Staffordshire Bull Terrier Appearance

With a sleek, smooth coat, the Staffie is fairly short, and relatively heavy for their size but despite their tough appearance, they are a very gentle dog breed. You’ll be able to spot one immediately, given their stocky build and bright, expressive eyes. The Staffordshire Bull Terrier colours are red, fawn, black, blue, brindle or any combination of these with white. 

Staffordshire Bull Terrier Personality

A well-bred, well-socialised the Staffordshire Bull Terrier should have an impeccable temperament and be especially good-natured (if not somewhat boisterous!) with people.
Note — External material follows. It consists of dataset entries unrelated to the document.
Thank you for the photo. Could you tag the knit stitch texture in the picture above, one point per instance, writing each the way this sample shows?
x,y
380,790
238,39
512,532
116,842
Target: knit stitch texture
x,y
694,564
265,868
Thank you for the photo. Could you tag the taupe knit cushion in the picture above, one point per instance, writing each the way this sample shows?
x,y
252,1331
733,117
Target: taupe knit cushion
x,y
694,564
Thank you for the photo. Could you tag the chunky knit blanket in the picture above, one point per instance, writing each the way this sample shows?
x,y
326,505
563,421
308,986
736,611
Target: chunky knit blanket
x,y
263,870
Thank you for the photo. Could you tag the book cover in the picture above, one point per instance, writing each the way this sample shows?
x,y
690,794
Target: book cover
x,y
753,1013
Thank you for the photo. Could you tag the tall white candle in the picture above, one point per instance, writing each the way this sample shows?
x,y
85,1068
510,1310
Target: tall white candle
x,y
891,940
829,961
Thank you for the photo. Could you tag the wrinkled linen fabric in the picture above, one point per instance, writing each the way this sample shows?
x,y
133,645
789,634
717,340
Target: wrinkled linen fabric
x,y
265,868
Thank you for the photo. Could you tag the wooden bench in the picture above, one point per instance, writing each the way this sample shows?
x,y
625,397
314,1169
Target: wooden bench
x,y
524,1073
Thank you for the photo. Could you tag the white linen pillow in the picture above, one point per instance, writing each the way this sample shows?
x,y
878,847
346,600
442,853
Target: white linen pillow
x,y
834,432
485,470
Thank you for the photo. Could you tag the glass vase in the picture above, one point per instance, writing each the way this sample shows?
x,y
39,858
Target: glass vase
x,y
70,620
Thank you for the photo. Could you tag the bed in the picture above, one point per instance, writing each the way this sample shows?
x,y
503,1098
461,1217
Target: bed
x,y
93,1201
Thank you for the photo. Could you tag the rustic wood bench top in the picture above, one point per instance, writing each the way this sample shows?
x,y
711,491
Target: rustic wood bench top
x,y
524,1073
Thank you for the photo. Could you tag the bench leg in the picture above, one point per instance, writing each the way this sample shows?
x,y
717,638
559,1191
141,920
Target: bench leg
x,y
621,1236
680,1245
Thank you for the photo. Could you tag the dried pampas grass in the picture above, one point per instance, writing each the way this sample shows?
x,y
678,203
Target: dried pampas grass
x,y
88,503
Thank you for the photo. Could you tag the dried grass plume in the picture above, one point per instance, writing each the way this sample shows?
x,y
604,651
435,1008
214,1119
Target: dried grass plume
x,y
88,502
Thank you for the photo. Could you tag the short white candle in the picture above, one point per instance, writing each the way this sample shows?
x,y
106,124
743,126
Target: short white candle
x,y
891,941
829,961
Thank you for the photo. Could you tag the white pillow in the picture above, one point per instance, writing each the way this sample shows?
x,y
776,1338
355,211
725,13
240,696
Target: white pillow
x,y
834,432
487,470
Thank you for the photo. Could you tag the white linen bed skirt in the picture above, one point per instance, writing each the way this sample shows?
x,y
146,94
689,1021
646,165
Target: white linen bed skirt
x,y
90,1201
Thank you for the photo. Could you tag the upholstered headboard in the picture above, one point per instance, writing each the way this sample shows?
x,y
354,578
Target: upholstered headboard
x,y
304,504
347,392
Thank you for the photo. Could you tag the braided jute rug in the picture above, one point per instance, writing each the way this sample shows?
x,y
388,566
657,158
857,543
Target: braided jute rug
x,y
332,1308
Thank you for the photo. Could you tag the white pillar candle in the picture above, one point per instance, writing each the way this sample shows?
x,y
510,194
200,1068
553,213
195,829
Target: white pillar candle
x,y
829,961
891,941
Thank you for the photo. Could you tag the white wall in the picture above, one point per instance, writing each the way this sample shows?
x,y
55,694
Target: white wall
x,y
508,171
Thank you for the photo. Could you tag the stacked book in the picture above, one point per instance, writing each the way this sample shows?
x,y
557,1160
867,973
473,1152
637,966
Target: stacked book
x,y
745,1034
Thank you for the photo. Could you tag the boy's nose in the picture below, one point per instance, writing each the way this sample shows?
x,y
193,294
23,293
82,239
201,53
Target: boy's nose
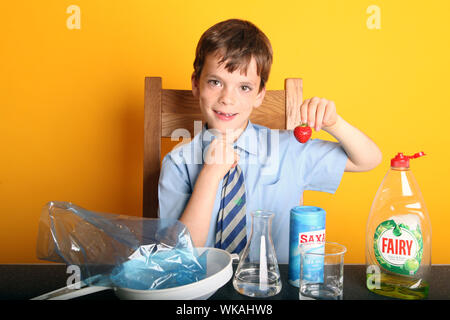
x,y
226,97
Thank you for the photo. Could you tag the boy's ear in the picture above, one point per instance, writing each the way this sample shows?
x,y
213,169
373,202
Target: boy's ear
x,y
195,89
260,97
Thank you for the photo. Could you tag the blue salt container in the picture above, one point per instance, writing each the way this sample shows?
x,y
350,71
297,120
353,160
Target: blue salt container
x,y
307,224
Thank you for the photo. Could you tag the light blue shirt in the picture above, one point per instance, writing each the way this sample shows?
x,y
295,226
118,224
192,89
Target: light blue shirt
x,y
277,169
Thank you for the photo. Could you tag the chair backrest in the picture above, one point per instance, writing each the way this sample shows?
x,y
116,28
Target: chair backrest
x,y
167,110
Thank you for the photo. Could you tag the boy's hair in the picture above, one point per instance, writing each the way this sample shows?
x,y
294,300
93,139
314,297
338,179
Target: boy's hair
x,y
237,41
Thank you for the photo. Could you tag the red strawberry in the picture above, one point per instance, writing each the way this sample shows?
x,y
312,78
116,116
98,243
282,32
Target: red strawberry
x,y
302,133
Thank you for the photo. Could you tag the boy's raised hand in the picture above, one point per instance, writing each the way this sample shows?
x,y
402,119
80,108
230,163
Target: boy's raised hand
x,y
318,113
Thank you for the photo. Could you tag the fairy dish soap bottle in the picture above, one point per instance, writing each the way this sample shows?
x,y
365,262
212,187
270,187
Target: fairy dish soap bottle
x,y
398,236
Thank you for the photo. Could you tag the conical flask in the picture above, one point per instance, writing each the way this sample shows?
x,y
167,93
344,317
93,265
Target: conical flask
x,y
257,274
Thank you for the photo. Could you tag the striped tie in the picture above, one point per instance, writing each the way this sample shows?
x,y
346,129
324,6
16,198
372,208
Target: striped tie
x,y
231,234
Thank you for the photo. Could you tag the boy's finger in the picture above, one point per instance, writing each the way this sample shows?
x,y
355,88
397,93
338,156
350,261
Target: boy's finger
x,y
304,111
330,113
321,107
312,111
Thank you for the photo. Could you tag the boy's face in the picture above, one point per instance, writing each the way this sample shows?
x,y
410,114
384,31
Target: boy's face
x,y
227,99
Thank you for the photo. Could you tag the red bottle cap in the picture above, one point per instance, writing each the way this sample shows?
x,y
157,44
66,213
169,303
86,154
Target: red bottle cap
x,y
402,161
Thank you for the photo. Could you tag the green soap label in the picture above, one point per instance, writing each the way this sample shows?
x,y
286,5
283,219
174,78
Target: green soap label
x,y
398,247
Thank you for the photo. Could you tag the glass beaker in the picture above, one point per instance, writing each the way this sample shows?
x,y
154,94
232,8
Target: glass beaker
x,y
257,274
322,271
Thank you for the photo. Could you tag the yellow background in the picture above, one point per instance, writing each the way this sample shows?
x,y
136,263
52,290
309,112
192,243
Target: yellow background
x,y
71,101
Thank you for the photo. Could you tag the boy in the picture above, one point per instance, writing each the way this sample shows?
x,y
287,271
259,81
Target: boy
x,y
245,167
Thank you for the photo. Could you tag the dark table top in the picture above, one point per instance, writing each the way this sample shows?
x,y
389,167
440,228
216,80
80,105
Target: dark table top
x,y
25,281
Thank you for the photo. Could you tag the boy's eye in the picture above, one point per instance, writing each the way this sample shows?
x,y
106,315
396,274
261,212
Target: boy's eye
x,y
214,82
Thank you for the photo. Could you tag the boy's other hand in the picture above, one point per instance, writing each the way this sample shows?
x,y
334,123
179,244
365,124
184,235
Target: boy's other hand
x,y
318,113
220,157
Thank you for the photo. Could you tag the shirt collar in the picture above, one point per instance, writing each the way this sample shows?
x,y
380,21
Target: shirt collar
x,y
247,141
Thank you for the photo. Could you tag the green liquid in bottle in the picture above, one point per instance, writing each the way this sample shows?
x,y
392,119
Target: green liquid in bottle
x,y
398,287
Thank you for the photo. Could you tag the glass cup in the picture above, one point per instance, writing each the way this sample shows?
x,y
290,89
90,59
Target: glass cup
x,y
321,271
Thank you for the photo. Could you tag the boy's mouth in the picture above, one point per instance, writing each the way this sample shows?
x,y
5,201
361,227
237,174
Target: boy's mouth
x,y
224,116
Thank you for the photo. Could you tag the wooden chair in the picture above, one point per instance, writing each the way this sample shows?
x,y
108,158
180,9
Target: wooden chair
x,y
167,110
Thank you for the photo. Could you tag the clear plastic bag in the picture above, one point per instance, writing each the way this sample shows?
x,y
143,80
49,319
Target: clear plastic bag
x,y
119,250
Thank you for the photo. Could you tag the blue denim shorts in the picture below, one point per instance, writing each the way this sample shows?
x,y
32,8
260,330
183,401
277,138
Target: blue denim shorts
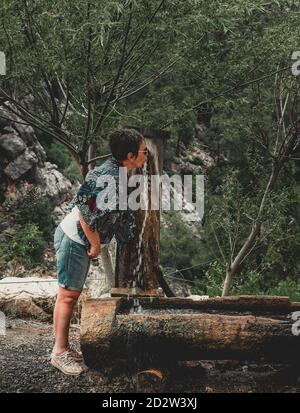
x,y
72,261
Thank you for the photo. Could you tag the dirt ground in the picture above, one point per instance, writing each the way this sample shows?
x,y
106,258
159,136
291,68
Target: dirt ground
x,y
24,368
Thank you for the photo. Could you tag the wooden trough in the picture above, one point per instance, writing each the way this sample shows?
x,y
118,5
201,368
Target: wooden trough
x,y
139,327
156,331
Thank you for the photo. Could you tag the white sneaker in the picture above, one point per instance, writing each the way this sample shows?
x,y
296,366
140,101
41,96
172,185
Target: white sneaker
x,y
66,363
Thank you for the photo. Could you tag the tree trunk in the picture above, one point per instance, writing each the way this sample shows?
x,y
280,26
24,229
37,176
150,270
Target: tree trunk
x,y
180,329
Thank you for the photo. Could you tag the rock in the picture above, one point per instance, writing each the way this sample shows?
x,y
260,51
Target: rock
x,y
12,144
28,297
21,164
53,184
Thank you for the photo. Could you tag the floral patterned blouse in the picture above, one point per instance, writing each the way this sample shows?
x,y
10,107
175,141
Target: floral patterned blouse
x,y
108,222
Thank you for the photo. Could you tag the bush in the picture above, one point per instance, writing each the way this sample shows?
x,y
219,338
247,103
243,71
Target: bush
x,y
36,210
72,172
26,244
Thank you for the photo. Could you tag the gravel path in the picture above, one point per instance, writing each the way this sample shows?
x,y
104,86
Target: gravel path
x,y
24,367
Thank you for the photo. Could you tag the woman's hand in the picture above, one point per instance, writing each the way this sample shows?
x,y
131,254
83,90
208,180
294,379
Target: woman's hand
x,y
94,251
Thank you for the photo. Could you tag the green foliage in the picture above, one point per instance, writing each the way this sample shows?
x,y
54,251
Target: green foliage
x,y
72,172
26,244
37,211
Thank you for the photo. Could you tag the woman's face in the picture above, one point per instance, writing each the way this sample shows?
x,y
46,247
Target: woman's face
x,y
141,157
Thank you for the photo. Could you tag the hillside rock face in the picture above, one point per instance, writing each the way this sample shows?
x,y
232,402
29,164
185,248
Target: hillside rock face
x,y
23,161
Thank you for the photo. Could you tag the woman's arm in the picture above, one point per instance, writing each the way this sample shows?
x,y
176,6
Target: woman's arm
x,y
93,237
With other dogs or animals, however, Staffordshire Bull Terriers can be less than friendly, though a great deal depends on his early socialisation and training. Some Staffordshire Terriers live perfectly happily with other dogs and cats, although others cannot be walked off-lead in areas where they might meet another dog. Early and ongoing socialisation is essential. 

Staffordshire Bull Terrier Fun Facts 

  • Developed originally by James Hinks of Birmingham, this breed was appearing at dog shows as early as 1862. But it wasn’t until the 1930s when it was recognised as being a separate breed from the Bull Terrier, and had a name change to distinguish the two, adding the county name where it had become so popular. 
  • One of the most popular events in the main ring at Crufts over the past few years has been the East Anglia Staffordshire Bull Terrier Display Team, who show their dogs doing everything from competitive agility, to tricks, to working with children. 
  • Staffies were once used for sports, such as bullfighting, due to their resilience and strength.  


Is a Staffordshire Bull Terrier the same as a Pitbull? 

No, Staffies are not the same as Pitbulls, despite the common misconception. Pitbulls, for example, are banned in the UK while Staffies are registered and recognized by the Kenner Club. 

How long should a Staffy be walked for? 

The average Staffordshire Bull Terrier needs at least an hour of daily exercise, and it’s recommended that it be a combination of running, playing, and walking. 

Are Staffordhire Bull Terriers intelligent? 

Yes, Staffies are generally considered to be highly intelligent, and they’re also independent thinkers, so they will want to do things their own way most of the time. 

Can Staffies be left alone? 

If they’re properly trained, Staffies can be left alone for an hour or two, but it’s best to leave them in a confined space, or a crate, where they would feel secure.